4°/ que la cour ne pouvait retenir la bonne foi de professionnels de l'information après avoir constaté que les propos poursuivis reposaient uniquement sur « différents articles de presse faisant état de polémiques à la suite de la conclusion de contrats avec l'intimée », et sans tenir compte du fait que l'intéressée n'avait pas été invitée à s'exprimer, ni même du fait que les dénégations apparaissant dans plusieurs articles sources n'avaient pas été rapportées par le journaliste ; que ce faisant, la cour d'appel a privé sa décision de base légal et a violé les articles 10 de la Convention de sauvegarde des droits de l'homme et des libertés fondamentales, 23, 29 alinéa 1, 32 alinéa 1, 42, 43, 48 de la loi du 29 juillet 1881, 121-6 et 121-7 du code pénal, 591 et 593 du code de procédure pénale ;

5°/ que la cour d'appel ne pouvait exclure un manque de prudence de la part du journaliste sur la base du seul constat selon lequel l'auteur « a pris soin de préciser qu'aucune condamnation n'avait été prononcée », dès lors que cette mention évoque implicitement la possibilité d'une condamnation à intervenir et ne constitue nulle preuve de prudence, ce qu'avait d'ailleurs retenu le tribunal, et sans évoquer l'absence de mention des dénégations de l'intéressée dans les publications sources ; que ce faisant, la cour d'appel n'a pas justifié sa décision, et a violé les articles 10 de la Convention de sauvegarde des droits de l'homme et des libertés fondamentales, 23, 29 alinéa 1, 32 alinéa 1, 42, 43, 48 de la loi du 29 juillet 1881, 121-6 et 121-7 du code pénal, 591 et 593 du code de procédure pénale. »

Réponse de la Cour

4. Après avoir constaté que les propos litigieux contribuaient à un débat d'intérêt général s'agissant d'activités de lobbying menées par une société, en vue de la conclusion de marchés publics sur lesquels il était fondamental de permettre à la presse d'exercer un contrôle, la cour d'appel a retenu que des articles de presse antérieurs faisaient état de polémiques sur la conclusion de contrats et rapportaient des faits de corruption et une attribution irrégulière et frauduleuse d'un contrat allégués par des autorités kenyanes et que l'auteur de l'article litigieux avait pris soin de préciser qu'aucune condamnation n'avait été prononcée à ce jour.

5. La cour d'appel, qui n'était pas tenue de suivre les parties dans le détail de leur argumentation et qui a apprécié souverainement la prudence dans l'expression, en a déduit, à bon droit, que les propos litigieux reposaient sur une base factuelle suffisante et n'excédaient pas les limites admissibles de la liberté d'expression.

6. Inopérant en ses trois premières branches qui s'attaquent à des motifs surabondants de l'arrêt, le moyen n'est pas fondé pour le surplus.

PAR CES MOTIFS, la Cour :

REJETTE le pourvoi ;

Condamne la société Sicpa aux dépens ;

En application de l'article 700 du code de procédure civile, rejette les demandes ;

Ainsi fait et jugé par la Cour de cassation, première chambre civile, et prononcé par le président en son audience publique du premier juin deux mille vingt-deux, signé par lui et Mme Tinchon, greffier de chambre, qui a assisté au prononcé de l'arrêt.

MOYENS ANNEXES au présent arrêt :

Moyens produits par la SCP Spinosi, avocat aux Conseils, pour la société Sicpa

PREMIER MOYEN DE CASSATION :

La société SICPA fait grief à l'arrêt d'avoir jugé non diffamatoire le premier passage : « Et un contrat public signé avec l'État a fait grand bruit au Maroc? », et une partie du second passage, selon lequel :
« mais la société suisse a aussi des soucis au Maroc.
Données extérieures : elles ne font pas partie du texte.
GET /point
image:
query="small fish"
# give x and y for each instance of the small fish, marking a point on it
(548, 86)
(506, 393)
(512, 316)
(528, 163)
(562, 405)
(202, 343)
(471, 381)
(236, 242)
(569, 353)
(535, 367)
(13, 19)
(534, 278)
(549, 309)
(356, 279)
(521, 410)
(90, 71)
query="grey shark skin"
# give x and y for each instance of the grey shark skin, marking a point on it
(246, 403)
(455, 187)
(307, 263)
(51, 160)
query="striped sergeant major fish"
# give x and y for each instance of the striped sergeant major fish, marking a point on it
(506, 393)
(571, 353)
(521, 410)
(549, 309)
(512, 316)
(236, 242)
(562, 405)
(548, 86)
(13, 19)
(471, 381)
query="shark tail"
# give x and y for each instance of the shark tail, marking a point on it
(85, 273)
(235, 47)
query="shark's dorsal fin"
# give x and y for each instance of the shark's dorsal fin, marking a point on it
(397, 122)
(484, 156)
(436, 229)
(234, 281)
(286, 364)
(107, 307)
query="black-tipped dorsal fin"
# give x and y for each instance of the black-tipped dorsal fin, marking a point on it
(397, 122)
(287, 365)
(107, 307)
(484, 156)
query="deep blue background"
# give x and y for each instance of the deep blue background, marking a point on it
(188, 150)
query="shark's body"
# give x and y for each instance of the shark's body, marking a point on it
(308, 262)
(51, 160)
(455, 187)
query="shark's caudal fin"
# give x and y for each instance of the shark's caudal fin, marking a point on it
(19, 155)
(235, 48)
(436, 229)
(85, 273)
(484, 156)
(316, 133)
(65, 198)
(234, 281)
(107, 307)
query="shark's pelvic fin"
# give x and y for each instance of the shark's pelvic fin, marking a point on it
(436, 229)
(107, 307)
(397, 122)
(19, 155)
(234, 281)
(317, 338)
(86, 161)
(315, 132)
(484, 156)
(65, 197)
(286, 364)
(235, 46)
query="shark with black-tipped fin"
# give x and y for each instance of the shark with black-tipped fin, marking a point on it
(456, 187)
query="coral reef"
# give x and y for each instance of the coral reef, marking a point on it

En 2014, elle a décroché des contrats de traçabilité pour le tabac et l'alcool décidés par le ministre des Finances de l'époque, [K] [I]. Des prix excessifs pratiqués par Sicpa ont déclenché l'ire du monde des affaires marocain et a conduit un distributeur d'alcool local à porter plainte. Enfin, la société suisse est accusée de corruption par des hommes politiques au Kenya où elle a aussi décroché des contrats »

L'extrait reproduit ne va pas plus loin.